Zittingsplaats Utrecht Bestuursrecht zaaknummer: NL20.18913
uitspraak van de enkelvoudige kamer in de zaak tussen
[eiseres], eiseres V-nummer: [V-nummer] (gemachtigde: mr. S.R. Nohar),
en
de Staatssecretaris van Justitie en Veiligheid, verweerder (gemachtigde: T. Hogervorst).

Procesverloop

Deze uitspraak gaat over het beroep dat eiseres heeft ingediend omdat verweerder niet op tijd heeft beslist op haar aanvraag tot het verlenen van een verblijfsvergunning asiel voor bepaalde tijd.

Overwegingen

1. De rechtbank nodigt partijen niet uit voor een zitting, omdat dat in deze zaak niet nodig is (artikel 8:54 van de Algemene wet bestuursrecht (Awb)).

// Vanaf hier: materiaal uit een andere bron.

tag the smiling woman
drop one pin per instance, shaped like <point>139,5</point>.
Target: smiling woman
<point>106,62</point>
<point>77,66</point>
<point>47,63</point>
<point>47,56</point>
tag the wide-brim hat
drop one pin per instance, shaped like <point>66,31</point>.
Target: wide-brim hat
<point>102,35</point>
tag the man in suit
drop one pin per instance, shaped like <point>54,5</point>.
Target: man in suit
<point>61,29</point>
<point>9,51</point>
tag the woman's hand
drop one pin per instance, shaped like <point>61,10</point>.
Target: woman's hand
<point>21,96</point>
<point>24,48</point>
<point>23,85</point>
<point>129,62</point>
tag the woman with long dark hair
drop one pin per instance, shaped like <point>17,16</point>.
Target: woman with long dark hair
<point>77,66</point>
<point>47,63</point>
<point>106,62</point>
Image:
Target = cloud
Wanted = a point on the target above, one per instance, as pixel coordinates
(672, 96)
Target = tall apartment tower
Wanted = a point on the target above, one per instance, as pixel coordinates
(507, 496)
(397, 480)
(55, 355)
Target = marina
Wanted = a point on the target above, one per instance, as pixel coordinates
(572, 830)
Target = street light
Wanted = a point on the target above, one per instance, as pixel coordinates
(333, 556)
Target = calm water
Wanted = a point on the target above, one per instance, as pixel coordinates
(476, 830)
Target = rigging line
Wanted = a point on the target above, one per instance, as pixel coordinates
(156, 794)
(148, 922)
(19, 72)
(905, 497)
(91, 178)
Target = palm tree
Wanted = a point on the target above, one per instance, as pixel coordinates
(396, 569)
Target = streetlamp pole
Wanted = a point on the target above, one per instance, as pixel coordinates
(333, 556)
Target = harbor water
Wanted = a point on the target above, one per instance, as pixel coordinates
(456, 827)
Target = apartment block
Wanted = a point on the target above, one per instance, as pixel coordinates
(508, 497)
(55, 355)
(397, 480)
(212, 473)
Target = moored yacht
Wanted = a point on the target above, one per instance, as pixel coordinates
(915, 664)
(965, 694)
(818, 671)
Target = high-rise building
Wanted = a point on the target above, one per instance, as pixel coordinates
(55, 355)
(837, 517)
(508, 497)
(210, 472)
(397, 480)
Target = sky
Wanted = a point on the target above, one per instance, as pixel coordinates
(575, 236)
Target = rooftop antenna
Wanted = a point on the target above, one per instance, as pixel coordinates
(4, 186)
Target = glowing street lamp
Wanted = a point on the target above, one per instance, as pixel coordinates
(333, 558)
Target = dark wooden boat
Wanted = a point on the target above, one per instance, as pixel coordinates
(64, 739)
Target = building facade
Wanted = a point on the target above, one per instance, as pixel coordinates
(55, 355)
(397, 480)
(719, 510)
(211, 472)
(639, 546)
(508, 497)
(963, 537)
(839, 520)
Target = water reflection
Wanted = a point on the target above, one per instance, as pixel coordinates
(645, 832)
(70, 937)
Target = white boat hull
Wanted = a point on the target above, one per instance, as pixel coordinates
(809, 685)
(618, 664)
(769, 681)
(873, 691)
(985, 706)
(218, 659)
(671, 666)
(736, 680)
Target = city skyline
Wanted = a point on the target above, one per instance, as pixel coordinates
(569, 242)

Hieronder legt de rechtbank dat verder uit.
2. Als een bestuursorgaan niet op tijd beslist op een aanvraag of bezwaarschrift kan de betrokkene daartegen in beroep gaan. Wel moet de betrokkene dan eerst een
‘ingebrekestelling’ aan het bestuursorgaan sturen. Dat wil zeggen dat de betrokkene per brief aan het bestuursorgaan moet laten weten dat er binnen twee weken alsnog beslist moet worden op zijn aanvraag of bezwaar. Dit staat (onder andere) in de artikelen 6:2, 6:12 en 7:1 van de Awb.
3. Verweerder stelt dat op 11 juli 2020 de Tijdelijke wet opschorting Dwangsommen IND (Tijdelijke wet) in werking is getreden. Hierin is het overgangsrecht geregeld in die zin, dat indien vóór inwerkingtreding van de nieuwe tijdelijke wet een geldige ingebrekestelling is ontvangen, het oude recht van toepassing is. Uiterlijk op 10 juli 2020 had verweerder daarom in gebreke gesteld moeten worden. De ingebrekestellingen zijn van 17 augustus 2020 (door verweerder ontvangen op 19 augustus 2020 en 5 oktober 2020). Gelet hierop zijn de ingebrekestellingen niet geldig en moet het beroep niet-ontvankelijk verklaard worden, aldus verweerder.
4 De rechtbank overweegt dat sinds de inwerkingtreding van de Tijdelijke wet op 11 juli 2020 een betrokkene niet meer in beroep kan gaan als verweerder niet op tijd beslist op haar asielaanvraag. Dit volgt uit artikel 1 van de Tijdelijke wet. Dit geldt echter niet als de beslistermijn vóór 11 juli 2020 is verstreken en betrokkene verweerder ook voor die datum in gebreke heeft gesteld. Dit volgt uit artikel 3 van de Tijdelijke wet.
5. Eiseres heeft de ingebrekestellingen op 17 augustus 2020 en 5 oktober 2020 ingediend. Dat is na 10 juli 2020, daarom kon zij geen beroep (meer) instellen tegen het niet tijdig nemen van een besluit op haar asielaanvraag.
6. Het beroep is daarom kennelijk niet-ontvankelijk.
7. Voor een proceskostenveroordeling bestaat geen aanleiding.

Beslissing

De rechtbank verklaart het beroep niet-ontvankelijk.
Deze uitspraak is gedaan door mr. V.E. van der Does, rechter, in aanwezigheid van
P.W. Hogenbirk, griffier.
De uitspraak is uitgesproken en bekendgemaakt op en zal openbaar worden gemaakt door publicatie op rechtspraak.nl.
02 december 2020

Documentcode: [documentcode]

Bent u het niet eens met deze uitspraak?

Als u het niet eens bent met deze uitspraak kunt een brief sturen naar de rechtbank waarin u uitlegt waarom u het er niet mee eens bent. Dit heet een verzetschrift. U moet dit verzetschrift indienen binnen zes weken na de dag waarop deze uitspraak is verzonden. Als u graag een zitting wilt waarbij u persoonlijk uw mening aan de rechter kunt geven, kunt u dit in uw verzetschrift aangeven.